The existence of breastfeeding counselor was not popular enough that even they are among the community, still people don’t recognize them. People intend to ignore that there is help available in their area. In Northern of Jakarta, the number of those breastfeeding trusted source approximately 89 persons from health facilities by the year of 2008. Not only that, spreads in four villages in North Jakarta, there are 96 women (and keep growing up)[6], who are willing to be motivator voluntarily and be facilitators for mother support group in their own neighborhood. This fact lead to the need of promoting these trusted sources as the best way to communicate about breastfeeding. The result is, more and more mothers know what they wanted on breastfeeding, so it creates more demands, for example, the demand on doing early initiation (breast-crawl).
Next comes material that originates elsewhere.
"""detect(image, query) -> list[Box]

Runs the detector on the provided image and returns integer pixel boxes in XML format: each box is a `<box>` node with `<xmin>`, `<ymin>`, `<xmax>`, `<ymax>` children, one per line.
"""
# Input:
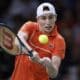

So then, it overcome health provider’s knowledge, competence, and practice on helping mother’s deliveries.

 

Combining all the fun-facts that could not be resisted, the reconciliation of special tailored campaign is introduced. Holding to a belief that whoever heard the deeper information on breastfeeding must be interested to know and learn more about it.

 

The invention on “BREASTFEEDING? ASK ME!” revealed. It is made to stimulate people to ask more about breastfeeding. It is made to disseminate the information that there are trusted source as their local support. Why “breastfeeding? ask me!”? refer to characteristic of asking was such an uncommon habit, no prescribe messages on countering breastfeeding challenges, because there were no such generic answer which make people wanted to ask more and to know more.

 

The word of “ask me” refers to breastfeeding counselors as their trusted sourced to give optimum information, support, and counseling to mothers. Meeting with breastfeeding counselor becomes a private moment for mothers to counsel or even share their stories and experiences. Moreover, counseling could boost mother’s confidence to stay breastfeed.

 

To deliver the right messages, trying a new, different and tailored poster among the existence ones is the first step of creating this supportive change. The purpose of the poster is to suggest action. The design of the poster is also costumed, like no other poster who used to put many sentences, this poster is with no detailed and long information. Another costumed design is the chosen color, no baby pink or blue – again like other existing posters – other than two contrasted colors – black and light orange. The meaning behind no soft colors was showing how breastfeeding could also be a challenge until you ask and figure solution.

 

Completing the poster, to recognize the existing trusted sources – breastfeeding consultant / counselor / motivator – as referring to “ask me” line, “breastfeeding ask me” badge invented. People would know whom to ask and be the “friend” of finding solution of breastfeeding concerns and challenges.

 

Therefore, with this new way of promoting – “breastfeeding? ask me” poster and badge – the willingness of asking about breastfeeding to counselor would improve, and the expectation of the optimum breastfeeding period would be created as the way of protecting, promoting and supporting breastfeeding around the world.

 

[1] Done by Mercy Corps Indonesia 2006

[2] http://www.unicef.org/infobycountry/indonesia.html

[3] SDKI Survey 2002-2003

[4] IPB University Research. February 2008.

[5] Formative Research of Mercy Corps Indonesia. March 2008.

[6] Monitoring and Evaluation’s Healthy Start Project of Mercy Corps Indonesia. December 2008.